O INTELECTUAL MAIS VAIDOSO DO BRASIL
DIZ QUE É O “ÚNICO GÊNIO VIVO”
Resisti à tentação de escrever um artigo em resposta ao Mestre. O meu senso de ridículo me salvou. Quem era eu,o Famoso Anônimo, para peitar o Mestre de Apipucos ? Quem era eu,mero Coletor de Declarações Alheias, para desdizer o Autor de Frases Geniais ? Tomei uma providência longe dos olhos dos leitores.Fiz uma carta pessoal ao Mestre.Disse a ele que considerava estúpido qualquer preconceito contra velhos.Era fã de carteirinha de Bertrand Russel.Deixei a carta na antessala da presidência da Fundação Joaquim Nabuco. Zarpei. Bye, bye.
Passei a temer, intimamente, o dia em que fosse escalado para uma nova entrevista com o mestre Gilberto Freyre. O dia chegaria,cedo ou tarde. Chegou antes do que eu esperava ; a chefia de reportagem de O Estado de S.Paulo pedia que a sucursal do Recife ouvisse Freyre sobre a censura.Eu não podia fugir da tarefa. Lá fui eu, o cordeiro, para o matadouro. Freyre estava participando de uma reunião do Conselho Estadual de Cultura, num casarão antigo,ali, em frente ao Colégio Nóbrega. Fiquei na antessala, à espera de que o concílio dos intelectuais se encerrasse. Era o momento de abordar o Mestre de Apipucos.
Ei-lo : vestia um terno escuro. Andava ligeiramente vergado.
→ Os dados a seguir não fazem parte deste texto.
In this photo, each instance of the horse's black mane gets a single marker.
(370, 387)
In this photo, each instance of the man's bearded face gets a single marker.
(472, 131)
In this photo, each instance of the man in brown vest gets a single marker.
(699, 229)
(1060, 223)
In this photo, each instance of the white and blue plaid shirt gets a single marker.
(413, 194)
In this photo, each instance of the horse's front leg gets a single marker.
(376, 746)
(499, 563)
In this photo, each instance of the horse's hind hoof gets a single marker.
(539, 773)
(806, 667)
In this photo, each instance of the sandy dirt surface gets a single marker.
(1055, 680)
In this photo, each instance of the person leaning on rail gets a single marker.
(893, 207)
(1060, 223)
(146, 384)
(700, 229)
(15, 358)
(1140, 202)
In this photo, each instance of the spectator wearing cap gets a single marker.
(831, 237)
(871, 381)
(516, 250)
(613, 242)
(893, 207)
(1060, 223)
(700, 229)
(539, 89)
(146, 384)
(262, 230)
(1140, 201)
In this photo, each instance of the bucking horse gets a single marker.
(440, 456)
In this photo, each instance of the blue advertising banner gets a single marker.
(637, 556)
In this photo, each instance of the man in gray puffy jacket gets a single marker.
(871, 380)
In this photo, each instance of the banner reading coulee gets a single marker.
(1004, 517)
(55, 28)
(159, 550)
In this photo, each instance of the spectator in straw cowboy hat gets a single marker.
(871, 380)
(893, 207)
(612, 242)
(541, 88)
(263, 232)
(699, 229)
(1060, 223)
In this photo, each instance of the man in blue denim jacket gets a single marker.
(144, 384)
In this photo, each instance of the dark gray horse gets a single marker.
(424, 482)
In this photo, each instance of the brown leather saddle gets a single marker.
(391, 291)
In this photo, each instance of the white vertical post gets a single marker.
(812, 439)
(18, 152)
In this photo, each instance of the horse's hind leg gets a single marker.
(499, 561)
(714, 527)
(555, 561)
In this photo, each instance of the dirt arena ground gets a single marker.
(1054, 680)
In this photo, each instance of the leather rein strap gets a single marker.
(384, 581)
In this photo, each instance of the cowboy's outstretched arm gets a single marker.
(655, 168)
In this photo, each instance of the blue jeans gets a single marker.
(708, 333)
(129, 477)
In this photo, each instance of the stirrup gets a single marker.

Intimamente,esperei que ele se desvencilhasse com um muxoxo do repórter que lhe dera tanta dor de cabeça. Ou me desse uma bronca pública diante de seus pares. Que nada. A reação do Mestre foi surpreendente. Deu-me um abraço apertado. Disse-me ao pé do ouvido : “Estou fazendo a melhor impressão de você !”. O acordo de paz foi firmado ali. Como vampiro em busca de sangue, voltei a importunar o Mestre de Apipucos repetidas vezes.Queria declarações bombásticas. É o que todo repórter quer,quando procura uma celebridade. Não existem santos nesse metier. Guardo, em meus arquivos implacáveis, as gravações das entrevistas. Numa, ele confessou : tinha uma avó que morreu certa de que ele, o neto, era “débil mental”.Freyre chegou aos oito anos “sem saber ler ou escrever”.
Como “penetra” (ou, para usar um eufemismo, repórter), participei da festa dos oitenta e três anos de Gilberto Freyre, no Solar de Apipucos, no dia 15 de março de 1983. Recém-empossado,o governador Roberto Magalhães foi render homenagens ao mais ilustre dos pernambucanos.Freyre segurava uma taça de licor (devia ser de pitanga).
Resolvi tirar uma velha dúvida.Por que será que ele era tão vaidoso ? Todo mundo em Pernambuco comentava que não existia ninguém tão vaidoso quanto o Mestre de Apipucos,mas ninguém o abordava para perguntar,sem meias palavras,qual o motivo de tanta vaidade.
Freyre me respondeu,também sem meias palavras : “Eu me considero um gênio”. O repórter soltou fogos, intimamente, para comemorar a colheita de tal declaração. Adiante, embalado pelo ambiente de festa, Freyre diria que não existia nenhum gênio brasileiro vivo comparável a ele. Diante da insistência, citou dois mortos : Aleijadinho e Villa-Lobos.
Deve ter sido nossa última entrevista. A declaração de Freyre volta e meia é repetida. Ficou. Se houvesse justiça no mundo, nós, repórteres, deveríamos financiar a construção de um monumento ao Mestre de Apipucos. Poucos entrevistados terão produzido tantas declarações originais com tanta frequência.
O monumento teria o estilo das esculturas de Aleijadinho. Se fosse inaugurado ao som de uma Bachiana de Villa-Lobos, a festa estaria completa.Os três gênios – escolhidos a dedo pelo próprio Freyre – finalmente ficariam juntos por um momento.
Mas, ah, jamais haverá tal homenagem, porque a vida sempre foi e será um “sistema de erros” , um “vácuo atormentado”, “um teatro de injustiças e ferocidades” eventualmente povoado por personagens inesquecíveis.